Because of a long-planned trip to England, I was unable to attend the memorial to Michael Rosenthal or to join my voice with those who said so many wonderful and completely true things about him in the edition following his death. I correct that situation now by writing the column I had hoped to never write.
Without Peggy Clifford, the first editor of The Mirror, I would have never had this column or worked for Michael Rosenthal. Mike would understand that my tribute to him begins with a deeply felt thank-you to Peggy for what continues to be one of the most satisfying experiences of my adult life; the writing of this op-ed piece every week since 2002. Peggy and Mike didn’t always see things the same way, and yet they did because they both loved this city of Santa Monica.
Every single day, as his illness steadily kicked back at him, Mike was writing the book on courage and guts. He was battling for more time with his family and as he told me more than once… more memories for both him and his son. You have lunch with a guy who describes traveling to far away places to have exotic treatments in an effort to add more days to his life with his loved ones and your own problems begin to embarrass you. Adult education, the real kind… moves in mysterious ways. Across the table, through the blur of your self-involvement and on into your heart. And thus did Mike Rosenthal become a teacher.
I don’t think he was even cognizant of this precious thing he was doing for all of us, because he was still completely preoccupied with The Mirror and what it could do. Owning and publishing The Mirror was a way Mike could write his life, something that many of us attempt to do with various classes and books and eastern disciplines. Instead of all that, Mike printed a newspaper that was him. The connectivity he felt to other businessmen and the movers and shakers of the city of Santa Monica was beautifully and precisely drawn by means of a small newspaper that many would walk past as copies sat waiting in a pile. But he knew that you, dear reader, would not walk by. And so he kept at it until that last sunrise that he viewed from his home.
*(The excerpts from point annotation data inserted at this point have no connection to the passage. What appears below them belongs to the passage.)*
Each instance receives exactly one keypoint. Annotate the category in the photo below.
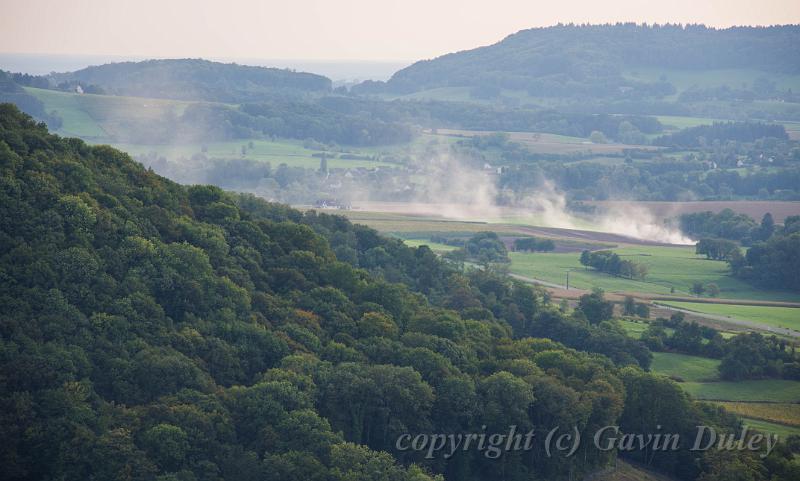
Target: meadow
(98, 118)
(785, 317)
(675, 267)
(685, 367)
(783, 431)
(766, 390)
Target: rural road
(732, 320)
(574, 293)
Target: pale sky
(331, 29)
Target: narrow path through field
(733, 320)
(561, 291)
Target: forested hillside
(589, 60)
(154, 331)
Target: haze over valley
(412, 229)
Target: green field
(289, 152)
(735, 78)
(669, 267)
(768, 390)
(76, 121)
(97, 118)
(780, 413)
(786, 317)
(435, 247)
(634, 329)
(783, 431)
(677, 122)
(687, 368)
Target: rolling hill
(592, 60)
(194, 79)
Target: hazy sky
(331, 29)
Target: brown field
(625, 471)
(755, 209)
(552, 144)
(781, 413)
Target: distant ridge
(590, 59)
(194, 79)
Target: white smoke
(454, 190)
(638, 222)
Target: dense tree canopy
(155, 331)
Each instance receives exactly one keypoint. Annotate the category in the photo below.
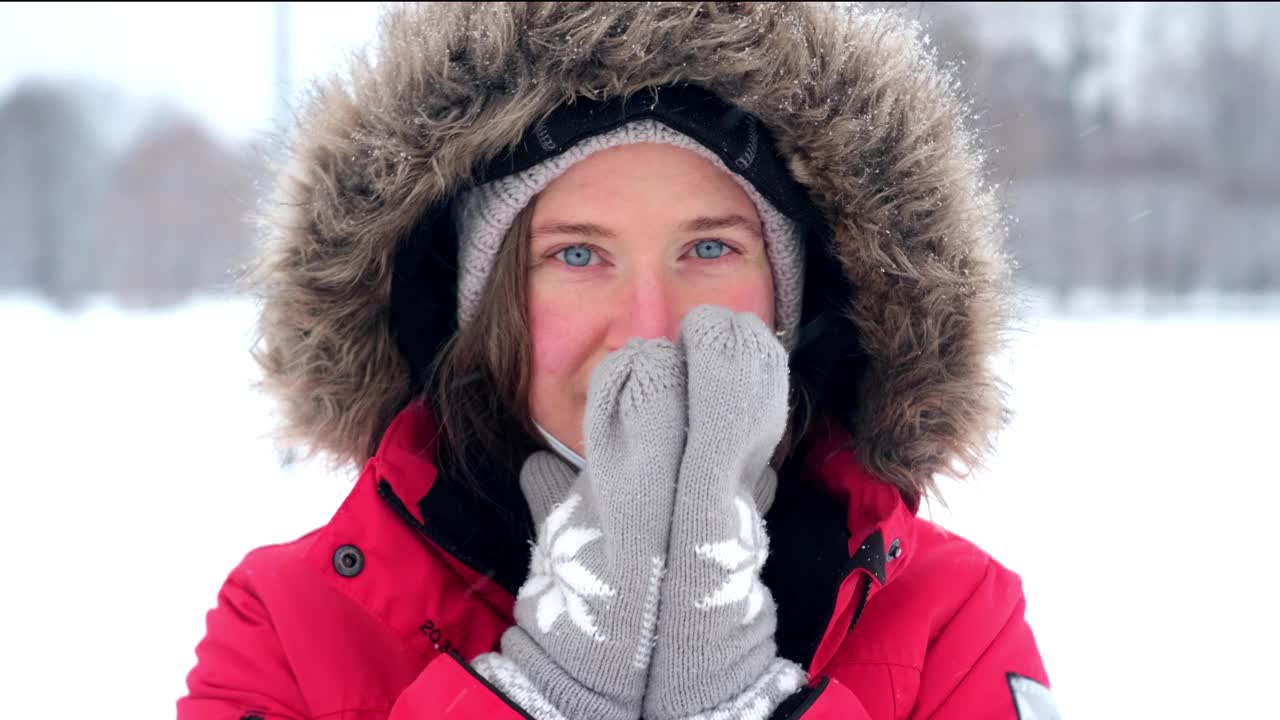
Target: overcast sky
(213, 59)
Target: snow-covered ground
(1134, 493)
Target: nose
(652, 310)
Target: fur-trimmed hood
(865, 122)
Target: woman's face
(621, 246)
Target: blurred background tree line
(1133, 156)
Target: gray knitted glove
(585, 618)
(714, 655)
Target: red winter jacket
(376, 614)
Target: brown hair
(480, 386)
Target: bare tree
(51, 171)
(174, 217)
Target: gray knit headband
(484, 214)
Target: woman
(650, 326)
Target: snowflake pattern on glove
(558, 578)
(744, 557)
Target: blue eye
(576, 256)
(709, 249)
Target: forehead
(647, 177)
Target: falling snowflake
(560, 580)
(744, 557)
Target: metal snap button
(348, 561)
(895, 548)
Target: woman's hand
(585, 616)
(714, 650)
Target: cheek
(565, 337)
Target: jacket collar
(832, 525)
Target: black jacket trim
(800, 702)
(808, 537)
(808, 564)
(469, 529)
(489, 686)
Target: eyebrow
(696, 224)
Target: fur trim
(854, 100)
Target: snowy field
(1136, 493)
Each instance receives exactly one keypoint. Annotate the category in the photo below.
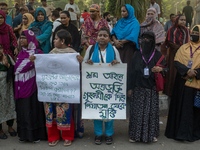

You were reading The Mirror, so Mike kept publishing it. And because of that, you also had a relationship with Mike.
So let’s talk about that relationship, and what we’re going to do about it to honor Michael Rosenthal. First of all, if you’re reading this column it means you’re about a third of the way through the paper. Keep going. Read all the great stuff still to come. Take note of how Mike worked to make this paper well-rounded and fill it with things like local sports so that it was a real paper of Santa Monica news and not a “shopper” filled with coupons. Do the crossword puzzle, because I swear Mike loved knowing that people did the crossword puzzle. Take the next five minutes you were going to spend playing with your phone or your Blackberry and finish reading this newspaper.
Then tell other people that you often pick up The Santa Monica Mirror and that you read it. Don’t be a closet Mirror fan. Come out, baby! We need you to walk the walk. Newspapers are getting killed like frogs on a rainy stretch of highway. Pick up The Mirror and walk around with it. Use it to gesture or to perhaps gently discipline your pet. But have it with you. Be seen with it. Cite from it when discussing local events. Dare I say, be proud of it. Because there was a great guy that worked like crazy and put his resources on the line so that you could have it.
Every so often Mike took heat from people about this column, and there’s a possibility that more than once it didn’t help advertising sales that I had just been critical of some new improvement or new plans by the city. Mike knew perfectly well that as a comedy writer I could have given him a happy smile, oh those crazy tourists, grin-and-bear-it piece every week. But he defended that I wanted to do more, and he stood up for me. Much as I appreciated all that at a personal level, I don’t think it was ever about me. Because they–whoever “they” might be–were going after the paper. Mike’s paper. The Mirror and Mike were one.
The things that really matter often occur to us too late. We have thoughts we want to share with a parent about a generous and caring gesture that they made years ago. But we can’t because now they’re gone. And so it is that while I tried at least once a year to write something that would indicate to Mike how much I loved my job, I know now that I should have just said it to him a hundred times over when I had the chance. I should have written this entire piece six months ago and then read it aloud to him over lunch. But we didn’t get to that. Maybe because Mike was talking… about all the things he wanted The Mirror to do. Mike… I love my job. Thank you. And there’s this other thing we should have told you, boss: We love you, too.